Farrier plies his trade as 'progress' claims equine turf

Image: Brett shapes a shoe.

THE ever-advancing urban sprawl across the once-tranquil mix of paddocks and bush on the bayside and in nearby districts gives opportunities to some. However, the cruel sting is that the population and building boom may smother Redland's colourful rural heritage and steal opportunities from those who continue in rural pursuits. It has been gratifying to see a master farrier plying his trade through the acreage belts where property owners are yet to sacrifice their horses to the demands of developers.
BRETT Young has serviced Redland horses with hot and cold shoeing, trims and dentistry since he moved to South East Queensland from Taree, NSW, in the mid-1990s.

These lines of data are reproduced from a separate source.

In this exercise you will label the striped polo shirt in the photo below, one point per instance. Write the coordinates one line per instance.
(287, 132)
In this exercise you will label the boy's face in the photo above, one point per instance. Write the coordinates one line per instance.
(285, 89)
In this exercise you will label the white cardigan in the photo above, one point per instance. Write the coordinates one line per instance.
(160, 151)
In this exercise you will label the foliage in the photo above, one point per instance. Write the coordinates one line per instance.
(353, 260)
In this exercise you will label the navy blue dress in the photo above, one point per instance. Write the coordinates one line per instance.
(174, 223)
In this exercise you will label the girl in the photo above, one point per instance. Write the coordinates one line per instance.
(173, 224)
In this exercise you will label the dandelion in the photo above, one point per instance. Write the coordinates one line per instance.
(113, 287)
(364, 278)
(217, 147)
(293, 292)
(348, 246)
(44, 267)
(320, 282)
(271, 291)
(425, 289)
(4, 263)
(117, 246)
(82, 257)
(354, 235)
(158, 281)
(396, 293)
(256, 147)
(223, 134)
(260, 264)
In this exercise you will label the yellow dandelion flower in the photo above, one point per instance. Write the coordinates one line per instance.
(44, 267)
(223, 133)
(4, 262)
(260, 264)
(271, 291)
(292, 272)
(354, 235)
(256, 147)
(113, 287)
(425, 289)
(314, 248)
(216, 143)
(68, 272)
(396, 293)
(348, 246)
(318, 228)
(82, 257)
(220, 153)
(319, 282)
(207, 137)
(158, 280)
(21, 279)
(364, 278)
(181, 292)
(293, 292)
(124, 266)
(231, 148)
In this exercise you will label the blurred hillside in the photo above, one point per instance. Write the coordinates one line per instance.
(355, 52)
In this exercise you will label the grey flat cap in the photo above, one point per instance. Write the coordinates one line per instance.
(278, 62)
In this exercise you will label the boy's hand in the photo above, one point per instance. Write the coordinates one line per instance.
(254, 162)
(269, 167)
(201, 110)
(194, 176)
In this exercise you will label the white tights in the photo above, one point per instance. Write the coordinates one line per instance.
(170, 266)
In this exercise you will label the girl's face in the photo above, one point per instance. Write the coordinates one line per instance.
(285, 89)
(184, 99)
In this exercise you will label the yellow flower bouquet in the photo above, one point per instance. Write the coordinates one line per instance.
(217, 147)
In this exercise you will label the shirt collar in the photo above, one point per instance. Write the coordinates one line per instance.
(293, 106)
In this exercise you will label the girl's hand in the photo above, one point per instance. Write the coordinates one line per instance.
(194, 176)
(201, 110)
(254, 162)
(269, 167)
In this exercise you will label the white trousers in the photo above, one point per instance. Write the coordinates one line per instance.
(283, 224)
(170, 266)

He agrees the horse population in the SEQ peri-urban areas has been continually shrinking and he tells of driving past streets of houses where horses once ran on substantial properties. "There's been a massive reduction in the number of horse properties," Brett says. However, all is not lost, and he hopes to pick up some more clients through his modest classified advertising, which in a recent edition provided the only listing under the 'Horses' heading.
ANYONE who has seen farriers at work must admire their ability to control the awesome power of equine muscles. A slip-up can mean serious injury but Brett has been bruise free in his decades as a farrier. "It can be dangerous but I have been very lucky so far and I guess you need to know what you are doing," he says. "I was brought up around horses; you have to be very wary of them." Brett started shoeing his own horses when he was just 14 years old and working on Manning district cattle properties around Taree. Since about 1990 he has been a full-time farrier. He has worked for thoroughbred studs including several near Beaudesert where he has helped prepare prospects for the Gold Coast's famous Magic Millions sales. It was interesting to see's reference saying that historically the jobs of farrier and blacksmith were practically synonymous. Brett says hot shoeing, whereby red hot steel is shaped to suit the hoof, is less common than in past eras; the technique generally suits big horses requiring heavier steel – 10 millimetres thick and 2.5mm wide – that cannot be easily shaped when cold. Farriers have long used gas forges for the job.
NOW back to the Redland rural character: The 2011 census put the number of residents engaged in agriculture, forestry and fishing at just 393 or 0.6 per cent of the city's workforce. This was a drop of 71 since 2006. Brett, however, would fall into the "professional, scientific and technical" category, which in the same period grew by 950 to 4271 people, representing 6.3pc of the workforce.